Personal Circumstances

  1. Your counsel described you as something of a lost soul, brought up essentially by your father and your step-mother in both Queensland and in Victoria, having lived at approximately 30 different addresses. You have only had limited schooling. You did have a period of nearly a year as a diesel mechanic and you indicated in your instructions to the forensic psychologist that you had a period of working when you were in Sydney. But it is obvious that you have not got a very good work record and it is obviously in the community's interests that you get into the workforce.

Sentencing Considerations

  1. Your counsel submitted that an appropriate disposition in this matter would be a community corrections order and that I should emphasise in my disposition your rehabilitation into the community. He put a number of matters in submission in relation to the assessment of your culpability, the fact that you have accepted responsibility for this and you have pleaded guilty. Mr Smallwood argued that it is an important factor in sentencing young offenders that they are rehabilitated into the community and that this is a very significant factor. I accept those submissions and I do give priority in dealing with you to your rehabilitation. He also emphasised that you are only to be sentenced for the charged acts and no other offending.

  1. In sentencing you, the purpose for which I must sentence are punishment, deterrence, both specific and general, denunciation, rehabilitation and protection of the community. In sentencing you, I must have regard to a range of factors such as the seriousness of the offences, your culpability for them, your personal circumstances and those of the victim, if any. I am required to balance the interests of the community in denouncing criminal conduct with the interests of the community in seeking to ensure that as far as possible offenders are reintegrated and rehabilitated in to the community.

Sentence

  1. I propose to impose community corrections order. I do not accede to the submission by the learned Crown prosecutor that there should be a further period of imprisonment for you. The case of Bolton indicates that for young offenders, a community corrections order that can combine rehabilitation with punishment, is often an appropriate disposition.[6] In your case, you have had the punishment of 88 days in custody which as I say for a first offender who has not even been the subject of a sentence, it would be very salutary to say the least.

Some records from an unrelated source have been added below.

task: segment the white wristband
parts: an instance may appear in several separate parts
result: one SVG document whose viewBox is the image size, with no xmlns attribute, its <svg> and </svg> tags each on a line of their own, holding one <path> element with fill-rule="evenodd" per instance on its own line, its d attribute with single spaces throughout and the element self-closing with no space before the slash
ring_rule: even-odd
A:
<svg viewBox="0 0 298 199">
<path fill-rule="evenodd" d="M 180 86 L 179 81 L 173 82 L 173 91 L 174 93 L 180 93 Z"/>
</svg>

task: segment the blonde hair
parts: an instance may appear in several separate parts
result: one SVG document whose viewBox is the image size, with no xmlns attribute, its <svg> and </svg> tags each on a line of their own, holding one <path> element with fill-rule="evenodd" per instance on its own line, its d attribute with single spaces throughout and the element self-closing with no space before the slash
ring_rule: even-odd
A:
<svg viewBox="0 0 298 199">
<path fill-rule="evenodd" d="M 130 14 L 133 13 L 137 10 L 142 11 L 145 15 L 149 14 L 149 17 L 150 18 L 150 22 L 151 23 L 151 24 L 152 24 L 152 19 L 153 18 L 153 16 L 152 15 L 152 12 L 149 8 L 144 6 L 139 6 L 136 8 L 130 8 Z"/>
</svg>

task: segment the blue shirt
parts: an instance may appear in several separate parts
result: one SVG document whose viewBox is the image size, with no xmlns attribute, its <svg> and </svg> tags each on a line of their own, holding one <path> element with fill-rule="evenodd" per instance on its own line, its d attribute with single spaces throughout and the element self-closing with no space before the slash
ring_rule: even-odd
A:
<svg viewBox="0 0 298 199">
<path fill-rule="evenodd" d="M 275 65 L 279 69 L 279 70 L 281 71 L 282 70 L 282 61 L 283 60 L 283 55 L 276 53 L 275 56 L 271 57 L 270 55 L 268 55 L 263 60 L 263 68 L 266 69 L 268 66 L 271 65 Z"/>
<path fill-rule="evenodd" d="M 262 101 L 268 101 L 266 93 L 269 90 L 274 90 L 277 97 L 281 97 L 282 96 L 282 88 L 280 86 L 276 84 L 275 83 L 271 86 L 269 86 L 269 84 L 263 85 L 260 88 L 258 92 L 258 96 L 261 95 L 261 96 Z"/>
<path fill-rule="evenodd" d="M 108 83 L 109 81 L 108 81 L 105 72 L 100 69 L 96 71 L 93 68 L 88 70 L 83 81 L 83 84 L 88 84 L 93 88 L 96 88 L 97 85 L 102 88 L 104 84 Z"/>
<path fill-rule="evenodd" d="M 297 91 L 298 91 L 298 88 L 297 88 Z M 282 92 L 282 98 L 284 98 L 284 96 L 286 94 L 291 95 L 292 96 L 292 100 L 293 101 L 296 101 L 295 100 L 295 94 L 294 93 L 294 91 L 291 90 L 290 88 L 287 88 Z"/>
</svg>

  1. The delay, as I said, operates to your benefit, although you are responsible for part of it but it does indicate that you have not fallen into the criminal justice system committing further crime or other crime, or committing further sexual offences. So the case of Bolton does emphasise that a community corrections order can provide both punishment and rehabilitation and that it is in the community’s interest, particularly for young offenders, to be reintegrated into society.

  1. The report from Mr Simmons indicates that he regards you as having a relatively low risk or lower risk than usual of reoffending. He does indicate that effectively you are somewhat of a lost soul and you have got psychological problems. You have had suicidal attempts in the past, although it does appear that you have not actually had any proper psychiatric treatment. So a community corrections order does give you the opportunity in a coercive manner for you to be put into appropriate streams in order to see whether you can get back into the workforce and get your psychological state under some form of proper control.

  1. I have had you assessed for a community corrections order and they indicate that you would be suitable for one. I propose to impose a community corrections order on you. The sentence I am going to impose, after I hand the draft copy of the community corrections to your counsel for your consideration, is a two year community corrections order on each of charges 1 and 2 to be served concurrently. I further intend to impose, on charge 3, a sentence of 88 days' imprisonment and a two year community corrections order with 200 hours of community work attached to that third community corrections order.

  1. There is going to be conditions that you undertake 200 hours of community work over the course of the two year community corrections order and the usual conditions that you be the subject of supervision by the office of corrections. Now you have got to report to Bendigo. I understand you are going to be living in Echuca but I am sure they will have a sub-office in Echuca once you actually are inducted into the system in Bendigo.

  1. So you are under the supervision of the Office of Corrections for the next two years. You have also got to undertake treatment for drug abuse or dependency as directed, alcohol use or dependency, mental health assessment and a sex offender program as directed. With all those programs, your rehabilitation back into the community will be facilitated. Community work will impose some discipline on you and all the while if you do commit an offence carrying a term of imprisonment, then you will be brought back before me and resentenced for these three offences.

  1. So I have prepared the draft order and I ask counsel to discuss it and explain it and arrange for his signature.

  1. MR SMALLWOOD: Yes, Your Honour.

  1. HIS HONOUR: On top of that I accede to the prosecution request that you provide a forensic sample which is a mouth swab which you will have to go to a police station within the next 28 days and provide it. As a consequence of the convictions, but not as a sentence, you are also on the Sex Offenders Register for life and the relevant paperwork will be handed to you. That means that for the remainder of your life, you are required to advise a Registrar as to any changes of address, tattoos, mobile phones and licence, et cetera.

  1. Pursuant to section 6AAA of the Sentencing Act, but for your plea of guilty, I would have imposed an aggregate sentence of 18 months’ imprisonment with a non-parole period of 12 months’.

  1. I declare that you have served 88 days of pre-sentence detention, and that this be entered into the Records of the Court.

  1. MR SMALLWOOD: As the court pleases.

  1. MR DOYLE: As Your Honour pleases.


[1] To ensure that there is no possibility of identification of the complainant of the sexual offending, the reasons for sentence have been anonymised by the adoption of a pseudonym in place of the name of the defendant and other relevant persons.

[2] A pseudonym.

[3] A pseudonym.

[4] A pseudonym.

[5] Charges 1 and 2 on the indictment.

[6] Boulton v The Queen [2014] VSCA 342.